# Strauss-Howe generational theory



## sweetrice (Jun 21, 2019)

If you've heard of it, which turning would we be in? 
Which turning would you ascribe the more recent generations to?


----------



## 408610 (Oct 3, 2016)

I think it is Gen Z.


----------



## xraydav (Jan 3, 2013)

I don’t know about you, but I think this describes Generation Z perfectly 



> Artist (Adaptive) generations enter childhood after an Unraveling, during a Crisis, a time when great dangers cut down social and political complexity in favor of public consensus, aggressive institutions, and an ethic of personal sacrifice. Artists grow up overprotected by adults preoccupied with the Crisis, come of age as the socialized and conformist young adults of a post-Crisis world, break out as process-oriented midlife leaders during an Awakening, and age into thoughtful post-Awakening elders.


The crises are either the global financial crises, global terrorism, climate change and 9/11. 

It makes sense that Generation Z grew up with paranoia, even the expansiveness of digital networking, has led to a form of crises, since populations of kids are too addicted to online media. 

A lot of people like me listened to revival punk music such as nu metal like Slipknot and other heavy metal or screaming vocalists. It set us apart, however it’s revival of 70s music because most of the acts were trying to bring back values from their childhood such as the punk music they grew up listening to.

It makes sense we would become socialised and conformist now with the Internet and being surrounded by the expectations of the world 24/7, but yeah we will become wise adults because we lived through the crises. 

Judging from this theory, Generation Z is equivalent to the Silent Generation, so I guess we might be expecting another Elvis Presley, or an entirely outerspace version and new form of music. We just haven’t witnessed them yet, because they’re still in their early 20s, and we would expect culture to change toward the peak of Generation Z in another 6-7 years or so.


----------



## talkingenerations (Jul 24, 2020)

Under this theory, we are currently in a Crisis. Gen Z is also called the Homeland Generation, is under Artist/Adaptive birth years are 2005 - present.


----------



## talkingenerations (Jul 24, 2020)

Birth years are different than many other sources


----------



## Spacenik (Sep 23, 2020)

It's pseudoscientific cyclical theory according to which history repeats every 80 years, and leadership styles depend on date of birth. I don't see the leadership styles of GW Bush, Bill Clinton and Donald Trump as particularly similar, despite the three being born in the same year.
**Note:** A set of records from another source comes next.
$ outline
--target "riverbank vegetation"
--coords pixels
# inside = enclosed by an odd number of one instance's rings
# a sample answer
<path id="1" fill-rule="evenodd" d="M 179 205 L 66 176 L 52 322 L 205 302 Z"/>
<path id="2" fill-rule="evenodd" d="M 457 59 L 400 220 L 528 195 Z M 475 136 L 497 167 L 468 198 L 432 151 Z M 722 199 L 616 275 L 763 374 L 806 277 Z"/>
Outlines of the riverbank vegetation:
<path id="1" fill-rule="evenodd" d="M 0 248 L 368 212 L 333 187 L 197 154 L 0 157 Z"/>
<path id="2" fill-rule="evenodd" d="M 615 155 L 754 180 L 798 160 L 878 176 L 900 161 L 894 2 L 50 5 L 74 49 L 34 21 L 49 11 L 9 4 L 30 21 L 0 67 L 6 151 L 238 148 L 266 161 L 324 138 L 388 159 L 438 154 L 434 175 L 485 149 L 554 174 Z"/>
Rather, Bush was more like Ronald Reagan, who was born over 30 years earlier.

For an in-depth analysis, read this:




__





William Strauss and Neil Howe


William Strauss (1947-2007) and Neil Howe (1951-) think society turns on a repeating set of four circa 20-year stages in an approximately 80-year cycle and they try to predict the future based on this.




rationalwiki.org





The most important argument to debunk it: if there is one crisis every 80 years, why didn't WW2 wait until 1997?


----------